Separación
Esencia informe que camina.
Hay algo de fantasmagórico en la imagen de una mujer que parece disolverse con el sendero sobre el que camina: es como si su esencia se evaporase detrás de ella, como una estela de luz que se quiebra con cada paso que avanza, con cada exhalación pesada que deja caer. Es como si su vestido se deshiciera con el roce suave contra el pavimento. Sus manos parecen extensiones de una esencia informe, como el fluir de un cuerpo de agua que no tiene tierra que la contenga, ni cama que la sostenga como río. Y lo mismo su rostro: no le hacen falta facciones, pues parece haber trascendido ya las barreras de los gestos, de los sentimientos, de la sensibilidad meramente humana.
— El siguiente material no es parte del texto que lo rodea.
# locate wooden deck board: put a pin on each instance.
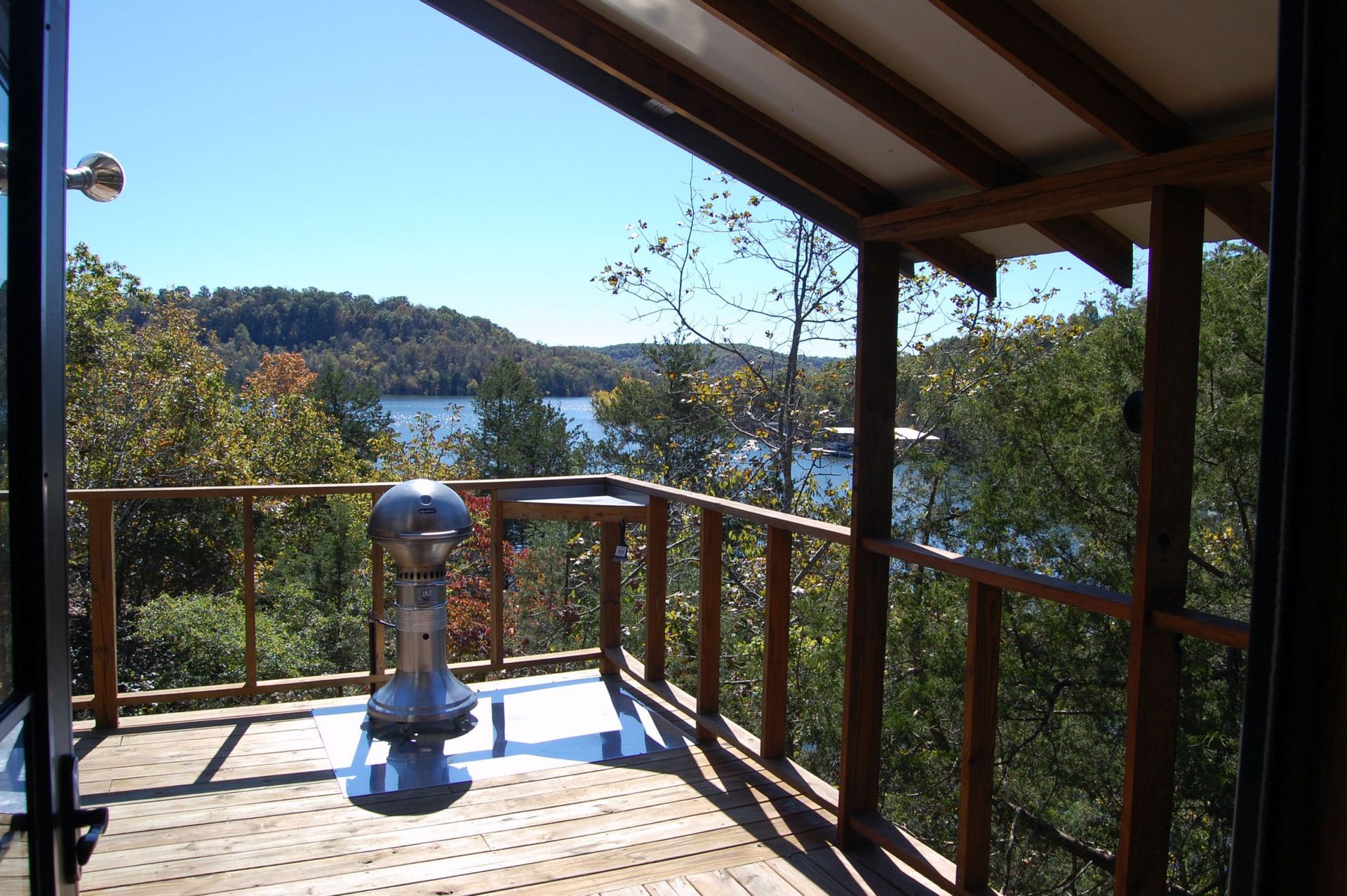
(228, 801)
Ésta es una de las figuras que Munch rescata en Separación (1896), una de las muchas obras suyas que son diluidas por el éxito apabullante de El grito, que ha sesgado a la mirada del mundo de la otra parte de su producción —que quizá, incluso, resulte a veces mucho más interesante. El trazo es innegablemente suyo: están ahí las figuras que parecen fundirse con su entorno, con esas expresiones desgarradoras que caracterizan a aquellos que padecen de su condición humana. El paisaje no necesita ser detallado: son figuras apenas que dan a entender un árbol, un río, una escena. Está la tristeza, está la angustia, pero también está ese fluir efusivo del personaje femenino que se va: quién sabe a dónde, pero no más aquí.
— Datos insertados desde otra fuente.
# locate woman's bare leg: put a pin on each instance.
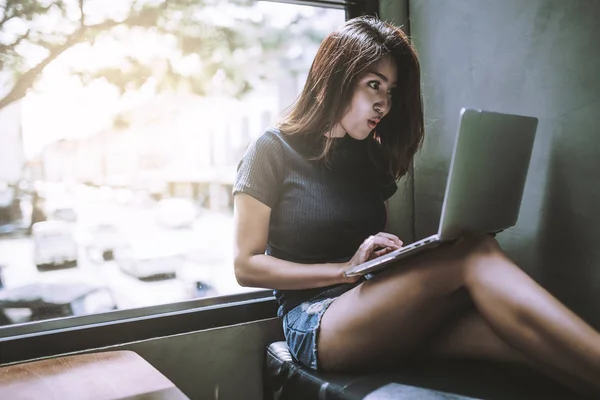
(471, 337)
(399, 309)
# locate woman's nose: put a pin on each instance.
(382, 107)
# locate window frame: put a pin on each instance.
(52, 337)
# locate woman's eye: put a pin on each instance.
(374, 85)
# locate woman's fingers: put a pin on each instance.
(374, 242)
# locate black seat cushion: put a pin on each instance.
(286, 379)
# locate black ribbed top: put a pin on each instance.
(319, 213)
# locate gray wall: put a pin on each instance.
(534, 57)
(401, 206)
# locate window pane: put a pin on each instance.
(117, 166)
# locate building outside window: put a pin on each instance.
(125, 147)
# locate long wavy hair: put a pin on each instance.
(341, 59)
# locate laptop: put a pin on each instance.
(485, 182)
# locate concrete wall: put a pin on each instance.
(539, 58)
(400, 206)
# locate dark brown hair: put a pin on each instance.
(341, 59)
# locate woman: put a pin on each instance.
(310, 202)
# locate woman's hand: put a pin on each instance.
(373, 247)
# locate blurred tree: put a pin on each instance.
(215, 36)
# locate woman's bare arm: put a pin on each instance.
(254, 268)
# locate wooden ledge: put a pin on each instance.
(94, 376)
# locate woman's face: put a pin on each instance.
(371, 101)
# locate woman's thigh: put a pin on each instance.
(386, 318)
Munch juega con la dicotomía marcada entre la vida y la muerte de una manera extraña: viste al personaje que se queda de negro —como enlutado por su capacidad de vivir—, mientras que decide el blanco para la figura que se va —como liberada, inmaculada, trascendente. Es la separación la que parece derretir a los personajes: uno, en la existencia que le queda; a la otra, en aquella que le espera: ya es una esencia informe que camina.